10.7256/2453-613X.2021.2.35122

Received:

25-02-2021


Published:

07-05-2021


Abstract: In this article, the author examines the outstanding writer, musician, scholar, collector, and researcher of music folklore and the Old Russian art of singing, Prince Vladimir Fyodorovich Odoyevsky, and his perspective on the topic of public music education. The author considers Odoyevsky’s opinion on educating women and the lowest tiers of Russian society and the possible methods of public music education. This research is based on Odoyevsky’s letters and diaries and three articles about primary music education methods and the peculiarities of giving solfeggio classes to the broader public. The author focuses on the role of the “numerical technique” in developing Russian folklore music notating. The scientific novelty of the research lies in understanding Odoyevsky’s contribution to the popularization of the music notation system created by Emile-Joseph-Maurice Cheve. The author of this research is the first to establish Odoyevsky’s priority in developing and supporting government and social initiatives in the field of public music education. The author demonstrates the Russian enlightener's universal character toward the approaches to solving educational problems and explains the reception of some of the scholar’s scientific ideas in the Russian folklore milieu. The author uses the examples of typologically homogeneous terms of the theory of music applied by Odoyevsky that continue to be used by folk musicians.  


Keywords:

Vladimir Odoyevsky, Emile Cheve, folk music, music education, public education, music theory, teaching music, self-teaching, music notation, ethno-notations


Имя кн. Владимира Федоровича Одоевского (1804–1869) — литератора, музыканта, композитора, теоретика искусства, не нуждается в специальном представлении. Его обширное музыкально-литературное наследие неоднократно становилось предметом внимания учёных. Существенное значение имеют труды Одоевского по изучению древнерусского певческого искусства и народного творчества. В отношении последнего русский мыслитель выступил не только с прозорливыми теоретическими размышлениями, но и работал как практик, осуществляя записи музыкального фольклора. Просвещённый музыкант, Одоевский воспринимал народную музыку как явление художественного порядка, был убеждён, что «произведения простонародного творчества должны привлекать наше сочувствие на только в историческом, но и в эстетическом смысле» [8, с. 371], считал пение и инструментальное музицирование истинным выражением национального духа: «Чего не может высказать словами простолюдин, то он выражает музыкой» [8, с. 375].

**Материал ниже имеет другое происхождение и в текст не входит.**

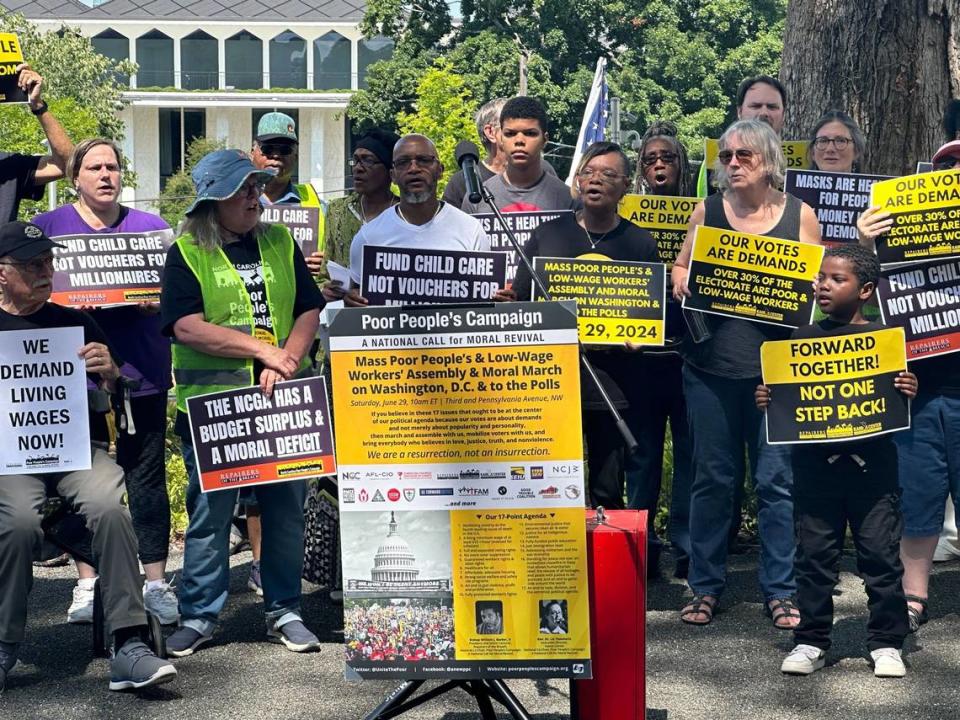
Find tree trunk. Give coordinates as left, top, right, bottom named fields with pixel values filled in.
left=780, top=0, right=960, bottom=176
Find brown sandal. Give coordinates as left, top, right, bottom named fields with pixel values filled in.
left=680, top=595, right=718, bottom=625
left=765, top=597, right=800, bottom=630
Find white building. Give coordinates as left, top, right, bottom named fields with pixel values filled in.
left=4, top=0, right=393, bottom=209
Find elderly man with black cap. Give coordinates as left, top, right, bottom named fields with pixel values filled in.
left=160, top=149, right=324, bottom=658
left=0, top=221, right=177, bottom=694
left=251, top=112, right=326, bottom=275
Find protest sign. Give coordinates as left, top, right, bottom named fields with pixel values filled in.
left=0, top=327, right=90, bottom=474
left=260, top=205, right=321, bottom=256
left=760, top=327, right=909, bottom=444
left=869, top=169, right=960, bottom=265
left=186, top=377, right=336, bottom=493
left=619, top=194, right=698, bottom=265
left=683, top=225, right=823, bottom=327
left=51, top=228, right=174, bottom=306
left=705, top=139, right=810, bottom=170
left=361, top=245, right=507, bottom=306
left=0, top=34, right=27, bottom=104
left=471, top=210, right=573, bottom=283
left=330, top=301, right=591, bottom=680
left=532, top=256, right=665, bottom=346
left=785, top=169, right=891, bottom=245
left=877, top=259, right=960, bottom=360
left=917, top=162, right=934, bottom=174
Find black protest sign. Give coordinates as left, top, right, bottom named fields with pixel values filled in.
left=785, top=169, right=891, bottom=245
left=261, top=205, right=321, bottom=256
left=471, top=211, right=573, bottom=284
left=187, top=377, right=336, bottom=492
left=361, top=245, right=507, bottom=306
left=761, top=328, right=910, bottom=444
left=877, top=259, right=960, bottom=360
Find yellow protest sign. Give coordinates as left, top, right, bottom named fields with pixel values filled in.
left=0, top=33, right=27, bottom=104
left=704, top=138, right=810, bottom=170
left=619, top=194, right=699, bottom=265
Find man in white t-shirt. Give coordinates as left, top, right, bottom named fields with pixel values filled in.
left=344, top=134, right=489, bottom=303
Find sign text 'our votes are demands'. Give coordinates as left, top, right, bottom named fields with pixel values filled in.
left=470, top=211, right=572, bottom=284
left=785, top=169, right=891, bottom=245
left=51, top=229, right=174, bottom=306
left=186, top=377, right=336, bottom=493
left=683, top=225, right=823, bottom=327
left=760, top=327, right=910, bottom=444
left=877, top=258, right=960, bottom=360
left=619, top=194, right=698, bottom=265
left=0, top=327, right=90, bottom=475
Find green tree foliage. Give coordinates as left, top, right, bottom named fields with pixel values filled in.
left=396, top=61, right=479, bottom=193
left=156, top=136, right=226, bottom=229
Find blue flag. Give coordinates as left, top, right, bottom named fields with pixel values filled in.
left=566, top=58, right=608, bottom=185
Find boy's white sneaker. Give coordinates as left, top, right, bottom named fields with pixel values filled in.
left=781, top=644, right=825, bottom=675
left=871, top=647, right=906, bottom=678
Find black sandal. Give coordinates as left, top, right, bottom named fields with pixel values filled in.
left=680, top=595, right=718, bottom=625
left=905, top=595, right=929, bottom=633
left=765, top=597, right=800, bottom=630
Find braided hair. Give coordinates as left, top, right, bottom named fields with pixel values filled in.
left=635, top=121, right=693, bottom=197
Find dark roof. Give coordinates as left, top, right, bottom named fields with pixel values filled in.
left=0, top=0, right=365, bottom=21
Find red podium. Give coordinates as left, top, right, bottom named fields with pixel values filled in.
left=573, top=509, right=646, bottom=720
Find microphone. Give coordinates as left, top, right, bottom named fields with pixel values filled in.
left=455, top=140, right=483, bottom=204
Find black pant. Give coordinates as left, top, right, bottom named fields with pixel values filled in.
left=116, top=393, right=170, bottom=564
left=792, top=446, right=908, bottom=651
left=584, top=410, right=625, bottom=509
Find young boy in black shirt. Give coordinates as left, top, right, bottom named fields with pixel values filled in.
left=756, top=244, right=916, bottom=678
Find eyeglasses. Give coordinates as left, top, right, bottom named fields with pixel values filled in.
left=258, top=143, right=295, bottom=157
left=236, top=180, right=266, bottom=198
left=934, top=157, right=960, bottom=171
left=717, top=148, right=757, bottom=165
left=393, top=155, right=438, bottom=170
left=641, top=151, right=678, bottom=167
left=0, top=255, right=55, bottom=273
left=349, top=156, right=384, bottom=169
left=813, top=136, right=853, bottom=149
left=576, top=167, right=627, bottom=183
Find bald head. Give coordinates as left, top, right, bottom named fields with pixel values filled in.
left=393, top=134, right=437, bottom=158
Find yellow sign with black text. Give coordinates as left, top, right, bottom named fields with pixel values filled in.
left=0, top=33, right=26, bottom=104
left=619, top=194, right=698, bottom=265
left=704, top=139, right=810, bottom=170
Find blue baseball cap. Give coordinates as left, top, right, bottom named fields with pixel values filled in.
left=185, top=149, right=277, bottom=216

Предметом внимания настоящей статьи является осмысление вклада Одоевского в общественную деятельность по музыкальному просвещению народа и некоторые плоды этого труда, обнаруживающиеся в современной фольклорной традиции. Отметим, что взгляды Одоевского по данной проблеме созвучны идеям, высказанными в те же годы другими русскими учёными-просветителями, например, А. Н. Серовым. Это, в первую очередь, вопрос о необходимости создании новых учебников по техническим, историческим и эстетическим аспектам музыки во всех её проявлениях, в том числе в сфере народного творчества, современного русского и европейского искусства [14]. Вместе с тем, многие размышления Одоевского относительно вектора развития общедоступного музыкального образования были глубоко своеобразны и оказали существенное влияние на практику любительского и фольклорного музицирования в ХХ в.

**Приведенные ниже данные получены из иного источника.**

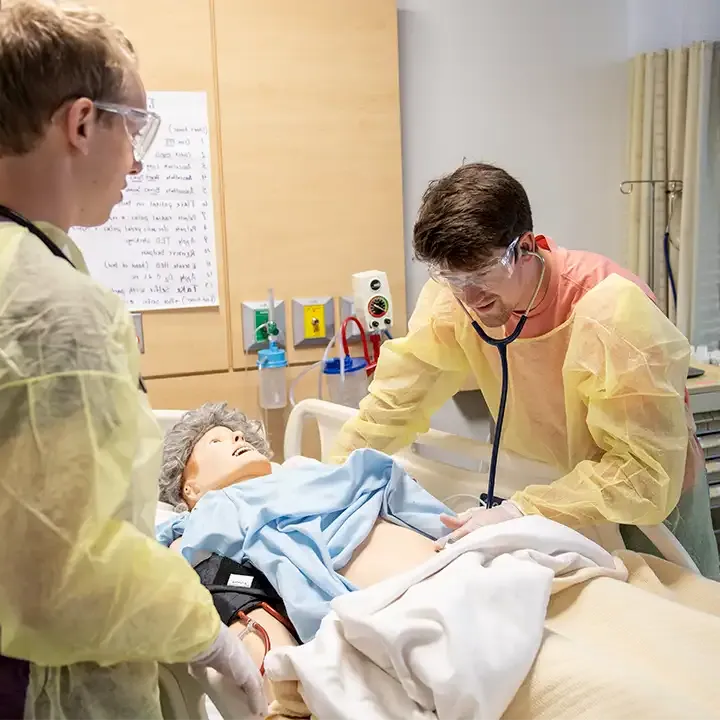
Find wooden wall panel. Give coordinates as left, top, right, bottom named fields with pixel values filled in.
left=4, top=0, right=406, bottom=455
left=81, top=0, right=231, bottom=377
left=213, top=0, right=406, bottom=369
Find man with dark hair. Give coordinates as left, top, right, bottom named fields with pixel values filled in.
left=333, top=162, right=719, bottom=578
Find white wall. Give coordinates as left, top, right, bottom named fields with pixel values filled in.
left=627, top=0, right=720, bottom=53
left=396, top=0, right=629, bottom=438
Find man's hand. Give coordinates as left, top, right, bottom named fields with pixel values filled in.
left=435, top=501, right=523, bottom=550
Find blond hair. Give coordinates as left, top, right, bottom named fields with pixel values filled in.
left=0, top=0, right=137, bottom=156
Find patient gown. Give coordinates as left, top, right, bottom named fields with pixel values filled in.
left=156, top=449, right=451, bottom=641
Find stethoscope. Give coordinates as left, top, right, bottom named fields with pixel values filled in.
left=0, top=204, right=148, bottom=394
left=456, top=245, right=546, bottom=509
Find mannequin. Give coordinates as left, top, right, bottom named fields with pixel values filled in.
left=158, top=403, right=442, bottom=715
left=158, top=404, right=720, bottom=720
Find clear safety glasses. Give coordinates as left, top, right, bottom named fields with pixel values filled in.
left=429, top=236, right=520, bottom=291
left=94, top=101, right=161, bottom=163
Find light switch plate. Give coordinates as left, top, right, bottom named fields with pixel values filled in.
left=292, top=297, right=335, bottom=348
left=242, top=300, right=286, bottom=353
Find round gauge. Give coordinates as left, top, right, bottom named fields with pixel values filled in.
left=367, top=295, right=389, bottom=318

Более двух десятилетий, с 1838 по 1862 гг., Одоевский являлся членом Учёного комитета Министерства государственных имуществ, отдавая «себя целиком служению "маленькому человеку"» [3, с. 31]. Он занимался организацией детских приютов, помогал Обществу посещения бедных, принимал участие в делах Патриотического института в Петербурге. Убежденный в том, что «всякое действие на просвещение в России может только и единственно исходить сверху — от правительства» [3, с. 31], Одоевский содействовал созданию деревенских школ для крестьянских детей и изданию учебников [3, с. 28]. Размышляя о том, какими должны быть книги «для простого народа», учёный высказывался о необходимости серьёзной работы авторов над содержанием и формой изложения фактов. «Наш народ, в деле серьезном шуток не любит, и притом надобно заметить, что наш народ употребляет шутку большею частию в виде насмешки. <…> в книгах для простого народа <…> надобно употреблять недлинные фразы и главное: писать самым чистым языком» [4, с. 183].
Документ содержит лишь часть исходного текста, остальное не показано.